Dalam kasus Aulia Risma, dia menerjunkan tim yang nantinya akan menilai kesalahan kedua tersangka sudah termasuk ranah etik atau sebaliknya sembari menunggu hasil putusan pengadilan.
Bentuk sanksinya juga bervariatif bisa teguran, skorsing, dan terberat adalah pelepasan sebagai anggota IDI.
"Kasus ini sudah ada penetapan tersangka, jadi nanti ada proses pengadilan."
"Di situlah akan dibahas masuk perundungan atau pemerasan (untuk menyimpulkan pelanggaran etik)," tuturnya.
Dia berharap, dengan kasus ini bisa menjadi momentum untuk melakukan perbaikan sistem pendidikan kedokteran.

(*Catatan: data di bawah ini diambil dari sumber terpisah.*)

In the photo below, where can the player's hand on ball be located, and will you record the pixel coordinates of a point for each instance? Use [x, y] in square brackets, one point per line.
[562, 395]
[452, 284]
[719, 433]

Menurutnya, manakala sistem masih ada kesalahan dan kekurangan maka patut diperbaiki dan dilengkapi.
"Kasus ini adalah momentum untuk bisa menjadi titik tolak untuk perbaikan," ungkapnya.
Terpisah, kuasa hukum keluarga Aulia Risma, Misyal Achmad mempertanyakan sikap IDI yang menyiapkan pengacara untuk mendampingi para pelaku bullying atau para tersangka pemerasan.
Sikap tersebut dinilai bertolak belakang terhadap keluarga korban yang tidak diberikan fasilitas serupa pada saat hendak melakukan proses hukum atas kematian korban.
"Perbedaannya sikap dari IDI tersebut bikin kami curiga," jelas Misyal Achmad.
Dia menilai, perbedaan sikap IDI tersebut memunculkan kecurigaan dari pihak keluarga, terutama kesan dari lembaga dokter itu yang melindungi para tersangka.
Seharusnya, mereka melindungi keluarga korban bukan para tersangka.